As a member of the USDA National Genetic Resource Advisory Council I just co-authored a report to Secretary Tom Vilsack that strongly urges the USDA to  ”establish a baseline assessment of and ongoing monitoring for potential crop genetic vulnerability caused by too narrow a genetic base.”  In discussions  that led up to the report the scientists and seed industry professionals on the council were unanimous in their agreement that corn and soy in the United States are “highly vulnerable” because of narrow genetic diversity, with estimates that the vast majority of US corn shares 4 or 5 parents. A representative from the biotech corn seed industry summed it up well enough, “We don’t have a clue on the current diversity of corn and soybeans extant in farmers’ field, and this is unacceptable.”

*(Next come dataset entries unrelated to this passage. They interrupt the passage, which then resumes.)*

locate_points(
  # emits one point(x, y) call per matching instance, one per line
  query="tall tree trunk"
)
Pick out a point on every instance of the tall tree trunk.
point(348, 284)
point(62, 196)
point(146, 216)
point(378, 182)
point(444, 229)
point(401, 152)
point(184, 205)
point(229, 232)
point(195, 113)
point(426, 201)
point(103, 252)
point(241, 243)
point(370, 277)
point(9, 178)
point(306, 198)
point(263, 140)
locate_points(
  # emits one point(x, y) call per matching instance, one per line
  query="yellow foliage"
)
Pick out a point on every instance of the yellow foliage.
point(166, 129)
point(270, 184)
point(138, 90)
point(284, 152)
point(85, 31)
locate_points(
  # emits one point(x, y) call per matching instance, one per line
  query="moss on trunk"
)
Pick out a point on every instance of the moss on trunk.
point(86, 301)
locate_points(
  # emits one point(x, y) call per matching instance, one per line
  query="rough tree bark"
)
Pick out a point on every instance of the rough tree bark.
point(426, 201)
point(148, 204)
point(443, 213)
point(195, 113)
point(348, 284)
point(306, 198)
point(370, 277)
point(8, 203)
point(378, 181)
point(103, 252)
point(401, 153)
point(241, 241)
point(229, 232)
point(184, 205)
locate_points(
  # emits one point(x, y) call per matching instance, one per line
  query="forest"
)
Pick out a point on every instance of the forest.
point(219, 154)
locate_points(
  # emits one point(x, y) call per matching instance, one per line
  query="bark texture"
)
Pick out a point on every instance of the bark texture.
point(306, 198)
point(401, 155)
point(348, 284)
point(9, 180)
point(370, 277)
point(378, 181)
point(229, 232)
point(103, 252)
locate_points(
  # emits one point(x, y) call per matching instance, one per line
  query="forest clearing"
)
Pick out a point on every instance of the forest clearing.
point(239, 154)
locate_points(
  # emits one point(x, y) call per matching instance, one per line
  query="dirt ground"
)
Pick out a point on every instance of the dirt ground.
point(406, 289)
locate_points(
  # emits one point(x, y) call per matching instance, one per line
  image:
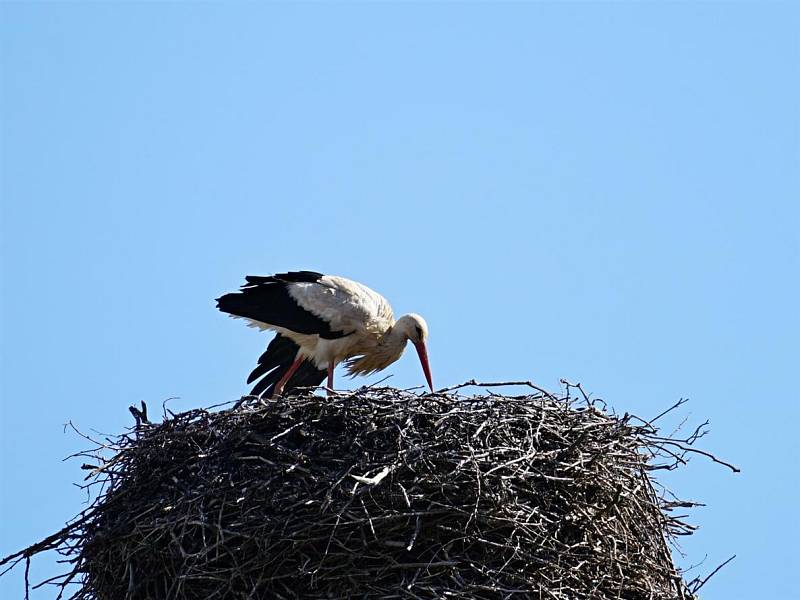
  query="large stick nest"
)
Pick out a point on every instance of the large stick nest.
point(380, 494)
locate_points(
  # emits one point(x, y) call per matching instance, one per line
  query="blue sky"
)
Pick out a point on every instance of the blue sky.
point(607, 193)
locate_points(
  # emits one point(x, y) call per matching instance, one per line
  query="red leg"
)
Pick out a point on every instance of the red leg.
point(279, 386)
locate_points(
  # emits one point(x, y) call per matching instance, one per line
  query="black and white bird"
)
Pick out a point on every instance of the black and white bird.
point(321, 320)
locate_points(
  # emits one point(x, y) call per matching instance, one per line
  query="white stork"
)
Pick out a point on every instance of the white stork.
point(321, 320)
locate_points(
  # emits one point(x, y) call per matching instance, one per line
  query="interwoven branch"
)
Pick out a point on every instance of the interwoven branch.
point(379, 493)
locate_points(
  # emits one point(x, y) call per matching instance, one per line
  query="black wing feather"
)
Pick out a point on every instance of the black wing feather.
point(274, 363)
point(267, 300)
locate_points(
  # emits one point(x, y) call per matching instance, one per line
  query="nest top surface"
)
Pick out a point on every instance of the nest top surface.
point(381, 493)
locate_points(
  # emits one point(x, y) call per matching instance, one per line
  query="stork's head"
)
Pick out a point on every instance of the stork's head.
point(415, 329)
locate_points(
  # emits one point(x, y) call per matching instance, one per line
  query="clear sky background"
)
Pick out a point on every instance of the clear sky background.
point(608, 193)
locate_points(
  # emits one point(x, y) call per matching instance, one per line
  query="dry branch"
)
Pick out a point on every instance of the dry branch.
point(380, 493)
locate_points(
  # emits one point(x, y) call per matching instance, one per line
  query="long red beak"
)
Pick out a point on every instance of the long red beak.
point(422, 350)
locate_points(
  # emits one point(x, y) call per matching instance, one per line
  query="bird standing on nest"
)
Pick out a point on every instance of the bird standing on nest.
point(321, 320)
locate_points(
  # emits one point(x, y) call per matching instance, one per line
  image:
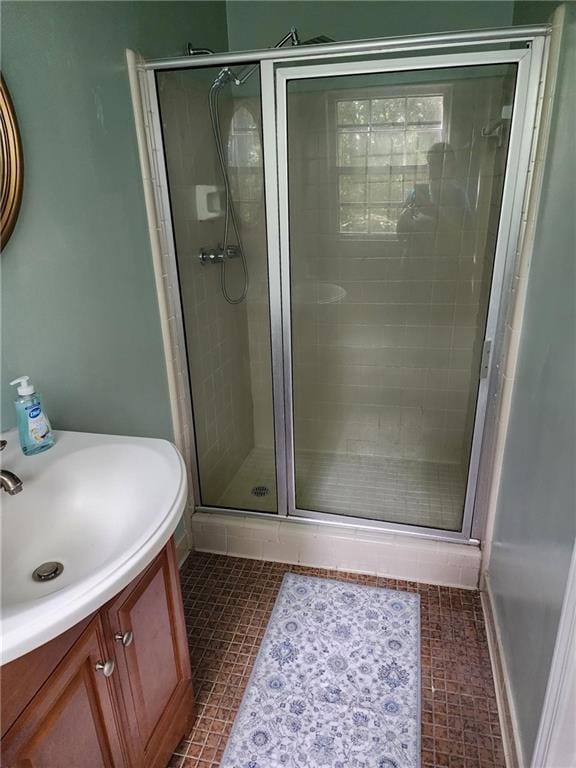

Scientists, seed industry, farmers, public policy makers and the public at large should pay attention to Goss’s Bacterial Wilt, and see it as a cautionary red flag  - it’s a flag that we will see more and more as climate change begins to stress crops and accelerate the spread of new crop diseases. We need to wake up to two very simple facts:

1) We lack crop diversity.

2) We lack genetic diversity within crop types in the field.

Lack of crop diversity in the field, and lack of genetic diversity within our crops creates vulnerability in food security, and is economically unsustainable (US taxpayers underwrite crop insurance payments for crop failures).  It’s bad science, bad business, and bad for our food future.

One reason we see this lack of diversity is the disappearance of public plant breeding programs that served regional agriculture with diverse germplasm. Our public institutions used to release finished varieties that competed with the private seed sector, giving farmers alternatives and adding to diversity. Now these same programs are primarily focused on doing basic research for the dominant biotech seed sector, no longer competing and no longer innovating. In a concentrated seed market the seed companies are working on maximizing profitability for shareholders, and in so doing cut corners in terms of providing truly regional and diverse plant genetics.

The overall solution to increasing crop diversity and genetic diversity within crops is complicated, and multi-pronged (and includes USDA-DOJ re-opening their antitrust investigation into the seed industry), but one step in the right direction is a Farm Bill that funds public plant breeding programs that produce finished cultivars for the needs of regional farmers.  We, as a public, can invest now in public plant breeding that serves diverse regional needs – or we can pay a much bigger bill in terms of food security and tax dollars when crop failures become the norm.